We recently got back our male contraceptive survey data from 1,500 nationally representative male respondents. Because we intend to analyze and publish this data, we have some restrictions about delving too deeply before publication. But in the meantime, we can talk about why we did this and describe what we did overall.
MCI’s mission is to get new male contraceptives to market. We want those contraceptives to be effective and widely used. To achieve that mission effectively we need to address potential roadblocks and strategically optimize where we place our resources.
One potential roadblock is from funders and pharma companies who may question male contraceptive demand. There’s already survey data out there indicating that there is demand, though some of that data is aging. One can also add the half-million American men who get vasectomies every year and count up condom sales. But being able to classify demand among specific market segments is also helpful.
Further, being able to see where that demand lies within those market segments makes it easier to know which contraceptives are most likely to have the broadest use. This was one of the main areas we were interested in. But our team also laid out a number of objectives beforehand:
- Identify incidence of methods men who have sex with women currently use to protect against unwanted pregnancy.
- Determine if male contraception methods by men who have sex with women currently used address their needs.
- Identify desirable attributes of male contraception methods currently used by men who have sex with women.
- Identify unmet needs of men who have sex with women with respect to male contraception.
- Determine interest level in potential types of new male contraception options (i.e. hormonal approach, procedure, etc.).

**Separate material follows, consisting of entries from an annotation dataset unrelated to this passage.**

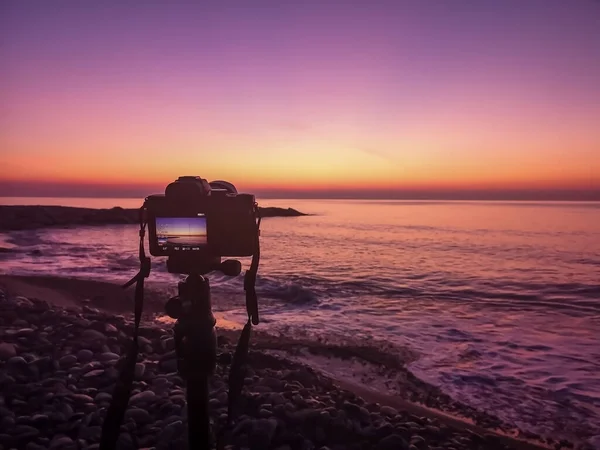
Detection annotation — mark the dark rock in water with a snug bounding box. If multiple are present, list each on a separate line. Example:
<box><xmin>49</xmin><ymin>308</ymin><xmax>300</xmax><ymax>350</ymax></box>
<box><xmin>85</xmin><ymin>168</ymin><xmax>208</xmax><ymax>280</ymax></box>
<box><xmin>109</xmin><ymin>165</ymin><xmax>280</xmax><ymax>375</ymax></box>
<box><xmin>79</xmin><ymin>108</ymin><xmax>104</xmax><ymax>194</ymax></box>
<box><xmin>0</xmin><ymin>342</ymin><xmax>17</xmax><ymax>361</ymax></box>
<box><xmin>0</xmin><ymin>205</ymin><xmax>305</xmax><ymax>230</ymax></box>
<box><xmin>377</xmin><ymin>434</ymin><xmax>408</xmax><ymax>450</ymax></box>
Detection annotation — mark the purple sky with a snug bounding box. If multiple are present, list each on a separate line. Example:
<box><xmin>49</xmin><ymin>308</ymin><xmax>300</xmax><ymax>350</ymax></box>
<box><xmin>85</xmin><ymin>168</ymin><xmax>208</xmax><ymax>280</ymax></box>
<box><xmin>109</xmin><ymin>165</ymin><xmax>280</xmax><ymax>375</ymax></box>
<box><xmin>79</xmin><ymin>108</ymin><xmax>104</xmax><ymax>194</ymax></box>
<box><xmin>0</xmin><ymin>0</ymin><xmax>600</xmax><ymax>196</ymax></box>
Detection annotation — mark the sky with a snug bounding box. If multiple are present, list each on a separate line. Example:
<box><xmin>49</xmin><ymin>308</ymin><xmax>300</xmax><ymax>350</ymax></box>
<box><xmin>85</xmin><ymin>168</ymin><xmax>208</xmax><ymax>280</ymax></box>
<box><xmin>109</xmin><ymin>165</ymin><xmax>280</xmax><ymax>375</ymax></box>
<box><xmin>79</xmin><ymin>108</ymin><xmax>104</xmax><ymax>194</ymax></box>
<box><xmin>0</xmin><ymin>0</ymin><xmax>600</xmax><ymax>199</ymax></box>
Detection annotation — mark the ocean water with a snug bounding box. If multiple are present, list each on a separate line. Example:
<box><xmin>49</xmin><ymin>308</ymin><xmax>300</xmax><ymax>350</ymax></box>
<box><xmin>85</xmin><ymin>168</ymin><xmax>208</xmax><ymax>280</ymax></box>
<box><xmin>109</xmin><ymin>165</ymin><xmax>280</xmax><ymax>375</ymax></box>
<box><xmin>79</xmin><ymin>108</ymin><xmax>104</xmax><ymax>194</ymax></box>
<box><xmin>0</xmin><ymin>199</ymin><xmax>600</xmax><ymax>439</ymax></box>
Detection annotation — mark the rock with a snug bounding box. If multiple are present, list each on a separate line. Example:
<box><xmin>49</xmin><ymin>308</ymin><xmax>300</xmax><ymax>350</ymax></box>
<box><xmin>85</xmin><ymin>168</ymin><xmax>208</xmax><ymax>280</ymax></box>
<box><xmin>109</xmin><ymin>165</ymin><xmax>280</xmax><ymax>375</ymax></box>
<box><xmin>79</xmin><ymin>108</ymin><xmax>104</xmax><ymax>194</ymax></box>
<box><xmin>159</xmin><ymin>359</ymin><xmax>177</xmax><ymax>372</ymax></box>
<box><xmin>49</xmin><ymin>436</ymin><xmax>75</xmax><ymax>450</ymax></box>
<box><xmin>94</xmin><ymin>392</ymin><xmax>112</xmax><ymax>403</ymax></box>
<box><xmin>125</xmin><ymin>408</ymin><xmax>152</xmax><ymax>424</ymax></box>
<box><xmin>0</xmin><ymin>342</ymin><xmax>17</xmax><ymax>361</ymax></box>
<box><xmin>160</xmin><ymin>338</ymin><xmax>175</xmax><ymax>351</ymax></box>
<box><xmin>134</xmin><ymin>363</ymin><xmax>146</xmax><ymax>380</ymax></box>
<box><xmin>58</xmin><ymin>355</ymin><xmax>77</xmax><ymax>368</ymax></box>
<box><xmin>71</xmin><ymin>394</ymin><xmax>94</xmax><ymax>403</ymax></box>
<box><xmin>79</xmin><ymin>425</ymin><xmax>102</xmax><ymax>442</ymax></box>
<box><xmin>77</xmin><ymin>348</ymin><xmax>94</xmax><ymax>363</ymax></box>
<box><xmin>14</xmin><ymin>296</ymin><xmax>33</xmax><ymax>308</ymax></box>
<box><xmin>11</xmin><ymin>425</ymin><xmax>40</xmax><ymax>440</ymax></box>
<box><xmin>81</xmin><ymin>329</ymin><xmax>106</xmax><ymax>342</ymax></box>
<box><xmin>129</xmin><ymin>391</ymin><xmax>156</xmax><ymax>405</ymax></box>
<box><xmin>117</xmin><ymin>432</ymin><xmax>136</xmax><ymax>450</ymax></box>
<box><xmin>381</xmin><ymin>406</ymin><xmax>398</xmax><ymax>416</ymax></box>
<box><xmin>158</xmin><ymin>420</ymin><xmax>183</xmax><ymax>445</ymax></box>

- Understand differences and similarities with respect to male contraception needs across key segments of men who have sex with women.
- Identify desired attributes and degree of importance of male contraception methods among men who have sex with women.
We were able to answer these questions in a number of ways. Respondents gave direct feedback on existing and prospective contraceptives, including characteristics about those contraceptives. Men also indicated how many children they had versus how many they wanted. Plus they answered how many unplanned pregnancies they were responsible for. This is information we typically don’t see.
Some of the top-line summary results we have include that most men are trying to prevent pregnancy. Also, given the options, most men are using condoms to accomplish this task.
In order to focus our resources we excluded men who refused to use contraceptives based on personal beliefs, though we recorded the number of men who fell in this category. Men who had vasectomies were also given alternative questions to answer. We also limited the age range to 18-44. Unfortunately, we had logistical issues sampling at younger ages. This is an important factor considering that by age 18 more than half of males have already had intercourse.
One component we expect to see repeated is that a contraceptive that meets one man’s needs will not necessarily meet the needs of another. The same has been true with women, which is why it’s been such a benefit for women to have many options. Giving men a similar range of options moves men as a group closer to fully satisfying their contraceptive needs. It’s important to recognize that while an additional male contraceptive will have great impact, a single addition will not be the end of the line. It’s still necessary to continue looking at the data to see how we can best meet the residual need.
We’re collaborating with social science researchers to analyze the data and submit it for publication. In line with our ethos, we plan to make any publication accessible to the public for free. We also intend to make the raw data available at that time. We’re excited for this data to help allow us to make better decisions internally as well as to remove unknowns so that other funders are more open to entering this underserved space. Additionally, we plan to use what we learn from this data set and experience to replicate this research in other countries, particularly countries with high contraceptive need.